In its simplest form, WebSphere® DataStage™ performs data transformation
and movement from source systems to target systems in batch and in real time.
The data sources might include indexed files, sequential files, relational
databases, archives, external data sources, enterprise applications, and message
queues. Some of the following transformations might be involved:
- String and numeric formatting and data type conversions.
- Business derivations and calculations that apply business rules and algorithms
to the data. Examples range from straightforward currency conversions to more
complex profit calculations.
- Reference data checks and enforcement to validate customer or product
identifiers. This process is used in building a normalized data warehouse.
- Conversion of reference data from disparate sources to a common reference
set, creating consistency across these systems. This technique is used to
create a master data set (or conformed dimensions) for data about products,
customers, suppliers, and employees.
- Aggregations for reporting and analytics.
- Creation of analytical or reporting databases, such as data marts or cubes.

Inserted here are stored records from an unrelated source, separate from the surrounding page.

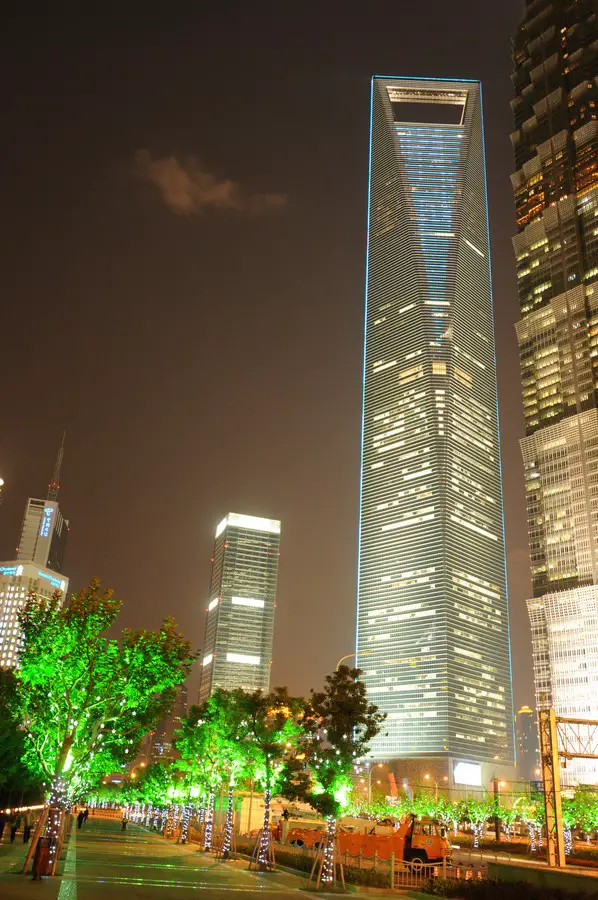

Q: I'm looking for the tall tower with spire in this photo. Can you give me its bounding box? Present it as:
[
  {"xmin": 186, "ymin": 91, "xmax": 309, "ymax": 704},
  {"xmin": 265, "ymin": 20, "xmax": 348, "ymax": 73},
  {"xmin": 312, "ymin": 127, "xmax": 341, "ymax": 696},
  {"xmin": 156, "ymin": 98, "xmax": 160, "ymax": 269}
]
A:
[
  {"xmin": 0, "ymin": 437, "xmax": 70, "ymax": 667},
  {"xmin": 16, "ymin": 434, "xmax": 69, "ymax": 573}
]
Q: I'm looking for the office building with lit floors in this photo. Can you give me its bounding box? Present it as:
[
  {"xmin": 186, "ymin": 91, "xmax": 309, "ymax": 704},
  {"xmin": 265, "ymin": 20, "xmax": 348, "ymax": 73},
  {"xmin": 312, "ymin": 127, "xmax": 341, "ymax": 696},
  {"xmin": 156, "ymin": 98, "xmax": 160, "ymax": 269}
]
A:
[
  {"xmin": 510, "ymin": 0, "xmax": 598, "ymax": 785},
  {"xmin": 356, "ymin": 76, "xmax": 514, "ymax": 788},
  {"xmin": 198, "ymin": 513, "xmax": 281, "ymax": 703},
  {"xmin": 149, "ymin": 684, "xmax": 188, "ymax": 763}
]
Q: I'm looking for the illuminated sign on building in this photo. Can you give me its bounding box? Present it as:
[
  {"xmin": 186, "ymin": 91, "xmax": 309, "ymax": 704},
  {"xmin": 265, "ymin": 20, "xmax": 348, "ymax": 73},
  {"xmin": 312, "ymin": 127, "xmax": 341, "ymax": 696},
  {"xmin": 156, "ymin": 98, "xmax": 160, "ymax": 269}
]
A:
[
  {"xmin": 39, "ymin": 507, "xmax": 54, "ymax": 538},
  {"xmin": 453, "ymin": 761, "xmax": 482, "ymax": 787},
  {"xmin": 37, "ymin": 570, "xmax": 65, "ymax": 590}
]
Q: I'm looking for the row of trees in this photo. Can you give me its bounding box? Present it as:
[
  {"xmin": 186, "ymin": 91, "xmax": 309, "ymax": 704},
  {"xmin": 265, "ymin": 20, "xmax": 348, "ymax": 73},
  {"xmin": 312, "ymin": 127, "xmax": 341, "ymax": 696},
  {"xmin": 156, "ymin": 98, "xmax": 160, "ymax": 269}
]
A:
[
  {"xmin": 1, "ymin": 579, "xmax": 386, "ymax": 881},
  {"xmin": 118, "ymin": 672, "xmax": 385, "ymax": 869},
  {"xmin": 350, "ymin": 789, "xmax": 598, "ymax": 851}
]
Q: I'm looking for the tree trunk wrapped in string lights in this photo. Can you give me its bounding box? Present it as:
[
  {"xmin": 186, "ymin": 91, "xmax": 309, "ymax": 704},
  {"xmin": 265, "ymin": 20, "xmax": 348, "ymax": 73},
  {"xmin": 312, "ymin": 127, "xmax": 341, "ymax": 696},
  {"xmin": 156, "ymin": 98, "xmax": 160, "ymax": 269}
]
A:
[
  {"xmin": 203, "ymin": 792, "xmax": 214, "ymax": 850},
  {"xmin": 321, "ymin": 817, "xmax": 336, "ymax": 885},
  {"xmin": 221, "ymin": 786, "xmax": 235, "ymax": 858},
  {"xmin": 257, "ymin": 788, "xmax": 272, "ymax": 867},
  {"xmin": 180, "ymin": 802, "xmax": 192, "ymax": 844}
]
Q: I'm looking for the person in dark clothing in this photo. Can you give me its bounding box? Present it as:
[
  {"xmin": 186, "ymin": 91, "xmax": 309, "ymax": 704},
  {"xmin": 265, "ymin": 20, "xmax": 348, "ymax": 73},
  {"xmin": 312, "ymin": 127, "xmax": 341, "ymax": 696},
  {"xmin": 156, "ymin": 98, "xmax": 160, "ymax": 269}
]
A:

This process involves denormalizing data into such structures as star or snowflake
schemas to improve performance and ease of use for business users.
WebSphere DataStage can
also treat the data warehouse as the source system that feeds a data mart
as the target system, usually with localized, subset data such as customers,
products and geographic territories.
WebSphere DataStage delivers
four core capabilities:
- Connectivity to a wide range of mainframe, legacy, and enterprise applications,
databases, and external information sources
- Prebuilt library of more than 300 functions
- Maximum throughput by using a parallel, high-performance
processing architecture
- Enterprise-class capabilities for development, deployment, maintenance,
and high-availability
Where WebSphere DataStage fits within the IBM Information
Server architecture
WebSphere DataStage is composed of client-based
design, administration, and operation tools that access a set of server-based
data integration capabilities through a common services layer. Figure 1 shows
the clients that comprise the WebSphere DataStage user interface layer.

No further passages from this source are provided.